We spoke about her childhood and I came to learn that her parents were emotionally abusive to her growing up. She couldn’t do anything right, no matter how hard she tried and was constantly given a talking-to, which made her stomach tie up in knots and feel nauseous. They even shamed her for wanting birthday gifts.
It turns out she’s working for bosses that treat their employees the exact same way her parents treated her. She’s reliving this childhood trauma on a daily basis, working her tail off in the hopes of not being reprimanded for impossible-to-please bosses. Her stomach ties up in knots anytime they ask to talk to her. And she doesn’t feel she has the right to ask for anything, like respect and a raise.

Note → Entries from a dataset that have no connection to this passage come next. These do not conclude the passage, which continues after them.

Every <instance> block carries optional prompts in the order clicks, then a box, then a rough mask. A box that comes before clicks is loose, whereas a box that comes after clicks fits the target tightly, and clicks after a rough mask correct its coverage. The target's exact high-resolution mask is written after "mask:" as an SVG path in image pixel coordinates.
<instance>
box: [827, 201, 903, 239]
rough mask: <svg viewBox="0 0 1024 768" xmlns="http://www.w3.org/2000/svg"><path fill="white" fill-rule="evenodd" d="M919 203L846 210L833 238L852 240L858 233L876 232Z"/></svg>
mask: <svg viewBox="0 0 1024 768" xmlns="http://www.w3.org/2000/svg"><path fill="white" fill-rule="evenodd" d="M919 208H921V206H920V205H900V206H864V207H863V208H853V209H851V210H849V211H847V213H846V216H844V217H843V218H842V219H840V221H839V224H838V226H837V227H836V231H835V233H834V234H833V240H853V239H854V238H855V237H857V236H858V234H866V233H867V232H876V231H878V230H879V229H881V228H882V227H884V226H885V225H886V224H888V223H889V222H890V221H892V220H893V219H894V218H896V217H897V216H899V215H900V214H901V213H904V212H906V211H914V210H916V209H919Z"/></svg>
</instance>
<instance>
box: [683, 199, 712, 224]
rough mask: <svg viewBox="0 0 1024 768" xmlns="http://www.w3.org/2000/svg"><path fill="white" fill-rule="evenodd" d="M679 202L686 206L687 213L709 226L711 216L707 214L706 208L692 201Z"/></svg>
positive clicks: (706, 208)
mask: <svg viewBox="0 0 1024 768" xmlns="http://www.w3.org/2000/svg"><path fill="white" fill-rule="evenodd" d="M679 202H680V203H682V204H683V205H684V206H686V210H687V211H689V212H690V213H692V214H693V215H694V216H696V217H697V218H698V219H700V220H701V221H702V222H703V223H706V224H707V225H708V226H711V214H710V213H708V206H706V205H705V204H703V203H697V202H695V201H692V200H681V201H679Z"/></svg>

On a subconscious level, she’s reliving childhood trauma and it’s continuing to take a significant toll on her physical and mental health, so much that it may prevent her from actualizing her own dreams of being a parent. I have every confidence, however, that this woman would make an amazing and incredibly loving parent.
It kills me to see such a caring, gifted and deserving woman suffer in her work life, let alone see her health suffer as result.
It takes a ton of effort and courage to not only look at the emotional patterns from your past, but to also make changes in your life once you recognize the impact it’s having on your health and happiness. There’s no going back once that Pandora’s box is opened.
But when you choose to release what isn’t serving you anymore, the real deeper healing begins.
And from that point, you have the power to make your wildest dreams come true!